Figure 2. The ZAD-zinc finger CG2678 interacts with Rhino and binds Rhino domains genome-wide.

(A) Genomic CG2678 locus depicting the two annotated transcripts and CG2678 protein domain architecture (location of the frame shift mutation (red asterisk), internal 3xFLAG affinity tag (red circle), and cleavage sites for full locus deletion (red arrows) are indicated). (B) Volcano plot showing fold enrichment of proteins determined by quantitative mass spectrometry (Doblmann et al., 2019) in GFP-Rhino TurboID samples versus nuclear GFP TurboID control (n = 3 biological replicates; statistical significance based on two-sided t-test; P values corrected for multiple testing (Benjamini–Hochberg), see also Figure 2—figure supplement 2A and Figure 2—source data 1). (C, D) Confocal images of nurse cell nuclei (C) and germarium (D). Single channel and merged color images depict immunofluorescence signal for endogenous CG2678 (left, cyan) and Rhino (middle, magenta). Scale bar: 5 µm, dotted line: nuclear outline based on DAPI. (E) Scatter plot depicting correlation of log2-fold Rhino versus CG2678 ChIP-seq enrichment in w¹¹¹⁸ ovaries (average of 2 replicates each). CG2678-only tiles are highlighted in green and were defined by significantly higher enrichment for Rhino than CG2678 (n=2, Z-score=3), plus a Rhino enrichment of max. 4-fold in two independent experimental replicates. (F, G) UCSC browser tracks illustrating CG2678 signal at diverse Rhino domains (F) and at CG2678-only peaks (G). ChIP-seq signal is shown as coverage per million sequenced reads for w¹¹¹⁸ ovaries for one representative replicate. (H) Violin plots depicting log2-fold enrichment of H3K9me2 (orange, n=1) and H3K9me3 (brown, n=2) at euchromatic 1-kb tiles bound by neither Rhino nor CG2678, both proteins, or CG2678 only. Classification into groups was performed based on binary cutoffs for Rhino (fourfold) and a linear fit for CG2678 co-occupancy in two independent replicate ChIP-seq experiments from w¹¹¹⁸ ovaries to extract CG2678-only tiles highlighted in (E).

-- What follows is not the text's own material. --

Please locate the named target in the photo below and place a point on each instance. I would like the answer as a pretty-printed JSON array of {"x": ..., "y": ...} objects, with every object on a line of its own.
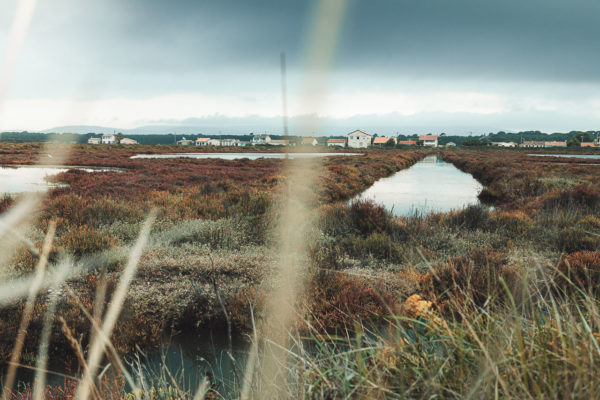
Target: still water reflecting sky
[{"x": 429, "y": 185}]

Figure 2—figure supplement 1. Multiple sequence alignment of selected reciprocal best CG2678 homologs generated with mafft v7.505 (Rozewicki et al., 2016) and visualized with espript v3.0 (Robert and Gouet, 2014).

Protein sequences included in the alignment were obtained from the NCBI non-redundant database, their protein accessions being XP_033162862, XP_032579476, EDX12039, XP_039231961, XP_039493628, XP_043654173, XP_044252272, XP_017119505, XP_017057177.

Figure 2—figure supplement 2. CG2678 is expressed in ovaries but not in testes and binds Rhino domains on chromatin.

(A) Cartoon illustrating flexible GFP-nanobody-TurboID setup used for the characterization of proteins in close proximity to GFP-tagged Rhino. (B) Bar graph indicating the expression pattern of CG2678 (Flybase modENCODE Anatomy RNA-Seq; L: larva; P: pupa; A: adult; M: male; F: female). (C) Confocal image of anterior tip of a testes stained for endogenous CG2678 (left, cyan) and Rhino (middle, magenta) with enlarged view of one nucleus (dotted line: nuclear outline based on DAPI; scale bar: 5 µm). (D, E) Scatter plots depicting the correlation of log2-fold Rhino versus CG2678 ChIP-seq enrichments in MTD-Gal4 (D; n=2) or iso1 ovaries (E; n=1).